Local optimizations are great!
Sep 06, 2024 2:49 pm
Happy Friday!
Last night my wife and I went to a concert and while we were walking from our car to the venue we saw a special VIP parking area guarded by a teen. The teen was sitting on a stool behind a large orange cone, and a few feet away another large cone stood to block traffic.
Then a car wanted to leave. So the teen sighed, hopped up, walked to the far cone, and moved it out of the way. After the car left, he moved the cone back, and sat. I remarked to my wife he could just move the cone closest to him a little closer to the middle then he'd only have to move that cone and not walk back and forth each time.
Yep, I'm a fun date.
Ever since the book The Phoenix Project popularized the Theory of Constraints in IT, many times people have talked about optimizations especially around bottlenecks. Folks have also mentioned that small, local optimizations aren't as useful because they don't address those bottlenecks. Either that, or implied a local optimization is self-serving and not a priority.
I love local optimizations.
Consider a team that is working hard, but like most I see, they struggle to complete a good amount of work every two weeks, and what they do complete is full of problems compounded by a slow and painful release process that adds even more distractions. Which is the better investment, addressing the faulty releases or spending time configuring and getting really good at using our IDE?
While I won't deny addressing the releases will have a big business impact, it will also likely be slow, hard to change, and complex. Making a change to how you use your IDE will be comparatively quick, requires no permission, and will have immediate benefits.
Now, this isn't a newsletter saying you should only do small local optimizations, I'm saying do both.
Often the more critical issue is a large and slow change which leaves plenty of space in-between to make many small improvements. Those small improvements can compound quickly and create a massive difference in quality, team morale, and my favorite, getting good at improving things.

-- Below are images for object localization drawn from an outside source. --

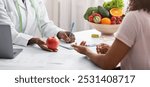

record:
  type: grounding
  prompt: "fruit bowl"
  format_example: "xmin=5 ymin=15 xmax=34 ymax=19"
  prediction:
xmin=84 ymin=0 xmax=125 ymax=35
xmin=89 ymin=22 xmax=120 ymax=35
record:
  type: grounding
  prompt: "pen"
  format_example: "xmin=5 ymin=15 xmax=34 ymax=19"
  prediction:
xmin=59 ymin=45 xmax=73 ymax=50
xmin=86 ymin=44 xmax=97 ymax=47
xmin=69 ymin=22 xmax=75 ymax=37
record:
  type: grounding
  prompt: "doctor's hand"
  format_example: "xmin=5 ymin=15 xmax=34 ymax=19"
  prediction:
xmin=57 ymin=31 xmax=75 ymax=43
xmin=71 ymin=41 xmax=92 ymax=55
xmin=28 ymin=38 xmax=57 ymax=52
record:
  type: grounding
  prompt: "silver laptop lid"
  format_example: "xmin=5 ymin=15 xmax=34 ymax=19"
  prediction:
xmin=0 ymin=25 xmax=13 ymax=58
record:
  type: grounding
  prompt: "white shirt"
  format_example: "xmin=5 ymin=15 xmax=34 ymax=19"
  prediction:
xmin=0 ymin=0 xmax=63 ymax=46
xmin=115 ymin=10 xmax=150 ymax=70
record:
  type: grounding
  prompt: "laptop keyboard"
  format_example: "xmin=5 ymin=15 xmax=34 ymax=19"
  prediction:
xmin=13 ymin=51 xmax=17 ymax=55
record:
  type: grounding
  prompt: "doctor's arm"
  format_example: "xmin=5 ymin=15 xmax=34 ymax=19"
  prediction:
xmin=0 ymin=1 xmax=55 ymax=52
xmin=0 ymin=0 xmax=32 ymax=46
xmin=38 ymin=1 xmax=75 ymax=43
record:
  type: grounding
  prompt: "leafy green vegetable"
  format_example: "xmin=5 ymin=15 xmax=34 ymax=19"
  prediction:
xmin=84 ymin=7 xmax=99 ymax=20
xmin=103 ymin=0 xmax=124 ymax=10
xmin=98 ymin=6 xmax=110 ymax=17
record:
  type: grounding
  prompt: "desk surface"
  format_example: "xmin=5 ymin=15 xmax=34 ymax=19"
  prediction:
xmin=0 ymin=30 xmax=114 ymax=70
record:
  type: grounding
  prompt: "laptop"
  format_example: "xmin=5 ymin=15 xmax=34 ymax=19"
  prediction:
xmin=0 ymin=25 xmax=23 ymax=59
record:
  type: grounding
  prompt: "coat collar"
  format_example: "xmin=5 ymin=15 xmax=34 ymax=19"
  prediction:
xmin=14 ymin=0 xmax=26 ymax=9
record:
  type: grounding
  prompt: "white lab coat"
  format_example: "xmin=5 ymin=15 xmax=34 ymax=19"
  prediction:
xmin=0 ymin=0 xmax=63 ymax=46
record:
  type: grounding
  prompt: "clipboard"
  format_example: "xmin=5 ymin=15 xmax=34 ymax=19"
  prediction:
xmin=59 ymin=41 xmax=74 ymax=50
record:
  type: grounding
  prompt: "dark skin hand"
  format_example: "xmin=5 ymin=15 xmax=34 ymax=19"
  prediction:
xmin=28 ymin=31 xmax=75 ymax=52
xmin=57 ymin=31 xmax=75 ymax=43
xmin=96 ymin=43 xmax=110 ymax=54
xmin=28 ymin=38 xmax=57 ymax=52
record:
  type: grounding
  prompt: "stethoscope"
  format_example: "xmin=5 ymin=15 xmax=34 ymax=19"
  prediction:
xmin=15 ymin=0 xmax=40 ymax=33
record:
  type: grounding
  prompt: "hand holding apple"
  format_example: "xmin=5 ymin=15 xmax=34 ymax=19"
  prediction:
xmin=28 ymin=38 xmax=58 ymax=52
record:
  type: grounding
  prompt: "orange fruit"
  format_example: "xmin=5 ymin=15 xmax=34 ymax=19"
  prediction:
xmin=110 ymin=8 xmax=123 ymax=17
xmin=101 ymin=18 xmax=111 ymax=24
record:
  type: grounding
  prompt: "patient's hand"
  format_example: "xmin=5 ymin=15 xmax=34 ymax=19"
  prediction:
xmin=72 ymin=41 xmax=92 ymax=55
xmin=96 ymin=43 xmax=110 ymax=54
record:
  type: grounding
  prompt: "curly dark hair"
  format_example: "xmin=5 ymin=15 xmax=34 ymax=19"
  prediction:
xmin=128 ymin=0 xmax=150 ymax=12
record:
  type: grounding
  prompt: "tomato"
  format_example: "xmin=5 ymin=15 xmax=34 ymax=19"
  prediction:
xmin=88 ymin=15 xmax=94 ymax=22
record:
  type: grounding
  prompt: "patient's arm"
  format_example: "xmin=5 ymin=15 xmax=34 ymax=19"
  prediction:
xmin=72 ymin=39 xmax=130 ymax=70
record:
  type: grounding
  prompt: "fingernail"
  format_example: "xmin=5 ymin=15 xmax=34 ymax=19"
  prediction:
xmin=66 ymin=38 xmax=70 ymax=42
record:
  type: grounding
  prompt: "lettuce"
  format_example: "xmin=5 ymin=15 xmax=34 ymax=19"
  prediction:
xmin=103 ymin=0 xmax=124 ymax=10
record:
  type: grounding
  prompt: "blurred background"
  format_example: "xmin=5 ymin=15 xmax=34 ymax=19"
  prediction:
xmin=44 ymin=0 xmax=129 ymax=32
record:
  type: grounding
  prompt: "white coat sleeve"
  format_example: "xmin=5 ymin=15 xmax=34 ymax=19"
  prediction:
xmin=37 ymin=0 xmax=64 ymax=38
xmin=0 ymin=0 xmax=33 ymax=46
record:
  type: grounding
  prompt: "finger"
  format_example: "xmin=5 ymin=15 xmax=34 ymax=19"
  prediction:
xmin=40 ymin=45 xmax=53 ymax=52
xmin=69 ymin=36 xmax=75 ymax=43
xmin=98 ymin=45 xmax=102 ymax=53
xmin=97 ymin=50 xmax=100 ymax=54
xmin=62 ymin=33 xmax=71 ymax=43
xmin=82 ymin=41 xmax=86 ymax=46
xmin=68 ymin=33 xmax=75 ymax=43
xmin=52 ymin=49 xmax=58 ymax=52
xmin=101 ymin=43 xmax=109 ymax=47
xmin=80 ymin=41 xmax=86 ymax=46
xmin=71 ymin=44 xmax=78 ymax=48
xmin=100 ymin=47 xmax=105 ymax=54
xmin=80 ymin=41 xmax=84 ymax=45
xmin=39 ymin=45 xmax=55 ymax=52
xmin=96 ymin=45 xmax=101 ymax=54
xmin=99 ymin=43 xmax=105 ymax=47
xmin=72 ymin=44 xmax=83 ymax=51
xmin=62 ymin=32 xmax=75 ymax=43
xmin=71 ymin=43 xmax=77 ymax=47
xmin=37 ymin=39 xmax=46 ymax=45
xmin=96 ymin=44 xmax=100 ymax=49
xmin=101 ymin=43 xmax=105 ymax=45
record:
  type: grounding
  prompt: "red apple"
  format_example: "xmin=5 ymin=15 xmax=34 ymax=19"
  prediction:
xmin=46 ymin=37 xmax=60 ymax=50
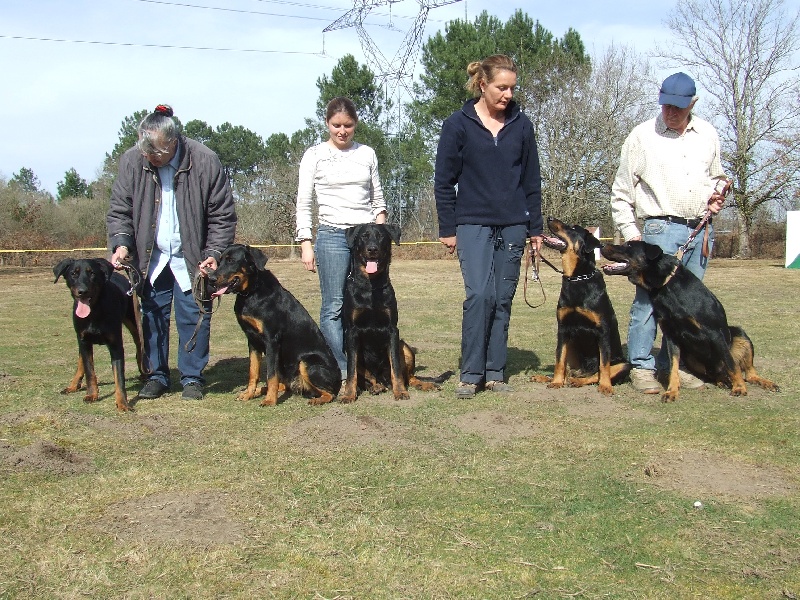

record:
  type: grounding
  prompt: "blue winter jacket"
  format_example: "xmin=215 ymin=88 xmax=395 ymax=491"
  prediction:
xmin=434 ymin=98 xmax=543 ymax=238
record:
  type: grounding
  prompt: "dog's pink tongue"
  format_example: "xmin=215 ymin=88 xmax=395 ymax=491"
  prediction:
xmin=211 ymin=286 xmax=228 ymax=298
xmin=366 ymin=261 xmax=378 ymax=274
xmin=75 ymin=300 xmax=91 ymax=318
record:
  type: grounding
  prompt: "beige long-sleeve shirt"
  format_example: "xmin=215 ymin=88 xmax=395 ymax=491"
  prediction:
xmin=610 ymin=113 xmax=726 ymax=241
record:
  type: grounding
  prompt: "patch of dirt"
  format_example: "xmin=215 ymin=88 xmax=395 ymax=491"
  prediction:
xmin=287 ymin=405 xmax=417 ymax=448
xmin=563 ymin=397 xmax=658 ymax=423
xmin=4 ymin=440 xmax=94 ymax=475
xmin=450 ymin=410 xmax=537 ymax=444
xmin=1 ymin=409 xmax=175 ymax=439
xmin=641 ymin=449 xmax=794 ymax=500
xmin=100 ymin=491 xmax=245 ymax=546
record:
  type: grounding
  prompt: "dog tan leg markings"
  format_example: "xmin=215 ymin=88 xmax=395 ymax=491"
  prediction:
xmin=662 ymin=352 xmax=681 ymax=403
xmin=341 ymin=349 xmax=359 ymax=403
xmin=260 ymin=374 xmax=280 ymax=406
xmin=237 ymin=348 xmax=263 ymax=401
xmin=297 ymin=361 xmax=335 ymax=406
xmin=63 ymin=354 xmax=85 ymax=394
xmin=111 ymin=360 xmax=131 ymax=411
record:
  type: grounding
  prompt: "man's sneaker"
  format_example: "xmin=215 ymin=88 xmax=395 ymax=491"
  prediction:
xmin=678 ymin=369 xmax=705 ymax=389
xmin=456 ymin=382 xmax=477 ymax=399
xmin=630 ymin=368 xmax=661 ymax=394
xmin=485 ymin=380 xmax=514 ymax=393
xmin=182 ymin=382 xmax=204 ymax=400
xmin=139 ymin=379 xmax=168 ymax=399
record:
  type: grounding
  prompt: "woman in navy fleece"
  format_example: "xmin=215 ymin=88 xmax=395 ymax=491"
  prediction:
xmin=434 ymin=54 xmax=543 ymax=399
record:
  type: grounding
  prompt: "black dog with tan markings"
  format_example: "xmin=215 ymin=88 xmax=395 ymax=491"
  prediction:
xmin=601 ymin=240 xmax=778 ymax=402
xmin=208 ymin=244 xmax=340 ymax=406
xmin=53 ymin=258 xmax=145 ymax=412
xmin=340 ymin=223 xmax=437 ymax=403
xmin=530 ymin=217 xmax=630 ymax=394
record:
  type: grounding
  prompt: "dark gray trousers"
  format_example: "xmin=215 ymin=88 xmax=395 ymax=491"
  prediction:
xmin=456 ymin=223 xmax=527 ymax=385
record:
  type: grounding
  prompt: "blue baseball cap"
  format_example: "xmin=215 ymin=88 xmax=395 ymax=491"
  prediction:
xmin=658 ymin=72 xmax=696 ymax=108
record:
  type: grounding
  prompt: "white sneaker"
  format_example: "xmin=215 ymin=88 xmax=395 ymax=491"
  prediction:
xmin=678 ymin=369 xmax=705 ymax=389
xmin=630 ymin=368 xmax=661 ymax=394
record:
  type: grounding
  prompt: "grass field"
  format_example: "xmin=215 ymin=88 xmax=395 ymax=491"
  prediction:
xmin=1 ymin=256 xmax=799 ymax=599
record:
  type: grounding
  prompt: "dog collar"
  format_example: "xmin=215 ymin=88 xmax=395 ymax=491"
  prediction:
xmin=563 ymin=270 xmax=598 ymax=282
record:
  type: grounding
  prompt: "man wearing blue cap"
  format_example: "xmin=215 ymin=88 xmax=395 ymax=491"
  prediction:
xmin=610 ymin=72 xmax=730 ymax=394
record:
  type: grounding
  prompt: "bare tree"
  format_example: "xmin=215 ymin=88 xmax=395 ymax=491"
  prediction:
xmin=532 ymin=44 xmax=655 ymax=231
xmin=657 ymin=0 xmax=800 ymax=257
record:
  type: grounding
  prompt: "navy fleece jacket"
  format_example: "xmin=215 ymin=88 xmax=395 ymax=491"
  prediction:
xmin=434 ymin=98 xmax=543 ymax=238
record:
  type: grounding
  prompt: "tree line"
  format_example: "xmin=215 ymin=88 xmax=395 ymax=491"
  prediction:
xmin=2 ymin=0 xmax=798 ymax=258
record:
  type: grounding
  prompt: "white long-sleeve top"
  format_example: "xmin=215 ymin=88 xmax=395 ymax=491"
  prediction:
xmin=295 ymin=141 xmax=386 ymax=241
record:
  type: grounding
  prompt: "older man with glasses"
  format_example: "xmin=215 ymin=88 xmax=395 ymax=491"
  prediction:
xmin=107 ymin=104 xmax=237 ymax=400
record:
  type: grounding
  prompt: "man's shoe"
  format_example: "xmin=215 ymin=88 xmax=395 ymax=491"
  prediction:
xmin=485 ymin=380 xmax=514 ymax=393
xmin=630 ymin=368 xmax=661 ymax=394
xmin=456 ymin=382 xmax=477 ymax=399
xmin=182 ymin=382 xmax=204 ymax=400
xmin=678 ymin=369 xmax=705 ymax=389
xmin=139 ymin=379 xmax=168 ymax=399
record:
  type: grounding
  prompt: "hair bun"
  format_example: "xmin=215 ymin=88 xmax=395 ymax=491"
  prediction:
xmin=154 ymin=104 xmax=173 ymax=117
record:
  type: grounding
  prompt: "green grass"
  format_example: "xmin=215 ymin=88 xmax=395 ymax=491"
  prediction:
xmin=1 ymin=258 xmax=799 ymax=599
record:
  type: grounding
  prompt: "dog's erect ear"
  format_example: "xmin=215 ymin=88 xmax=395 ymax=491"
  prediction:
xmin=246 ymin=246 xmax=269 ymax=271
xmin=345 ymin=225 xmax=362 ymax=249
xmin=384 ymin=224 xmax=401 ymax=246
xmin=644 ymin=242 xmax=663 ymax=261
xmin=53 ymin=259 xmax=73 ymax=283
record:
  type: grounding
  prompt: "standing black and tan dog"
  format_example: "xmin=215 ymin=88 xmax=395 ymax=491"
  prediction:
xmin=340 ymin=223 xmax=436 ymax=403
xmin=54 ymin=258 xmax=145 ymax=412
xmin=601 ymin=240 xmax=778 ymax=402
xmin=208 ymin=244 xmax=340 ymax=406
xmin=530 ymin=218 xmax=630 ymax=394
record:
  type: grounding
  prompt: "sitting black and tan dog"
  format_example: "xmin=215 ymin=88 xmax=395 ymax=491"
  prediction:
xmin=530 ymin=217 xmax=630 ymax=395
xmin=208 ymin=244 xmax=340 ymax=406
xmin=601 ymin=240 xmax=778 ymax=402
xmin=340 ymin=223 xmax=437 ymax=403
xmin=54 ymin=258 xmax=145 ymax=412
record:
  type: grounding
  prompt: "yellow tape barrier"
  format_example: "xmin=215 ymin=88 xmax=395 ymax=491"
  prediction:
xmin=0 ymin=238 xmax=618 ymax=254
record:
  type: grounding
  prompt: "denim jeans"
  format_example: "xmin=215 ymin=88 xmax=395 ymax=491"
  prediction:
xmin=456 ymin=223 xmax=527 ymax=385
xmin=315 ymin=225 xmax=350 ymax=378
xmin=141 ymin=267 xmax=211 ymax=388
xmin=627 ymin=219 xmax=714 ymax=371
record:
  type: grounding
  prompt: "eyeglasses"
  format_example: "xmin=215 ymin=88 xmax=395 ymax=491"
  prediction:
xmin=139 ymin=138 xmax=176 ymax=158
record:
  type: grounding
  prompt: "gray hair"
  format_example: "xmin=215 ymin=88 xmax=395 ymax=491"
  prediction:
xmin=137 ymin=104 xmax=179 ymax=154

I remember I was working with data scientists who needed help with some code they wrote to analyze a ton of data. The code was really slow, so they just wanted some extra help. Other devs pointed out they used a slow language, or that it ran on a slow machine. I dug into the code itself and looked at where time was lost. It turns out that a really small thing that was getting used millions of times in aggregate was taking the most time, even though each individual invocation was milliseconds. I made a few small tweaks, and suddenly, those little things took nanoseconds, and the code went from needing to run overnight to running within 2 hours.
Nobody would believe that tweaking a small thing that wasn't slow would compound to such a huge benefit, but that's what local optimizations can do. They can be quick to bring in, and you can get the benefits over and over again.
So, when you're looking for something to improve, don't overthink it, just fix something!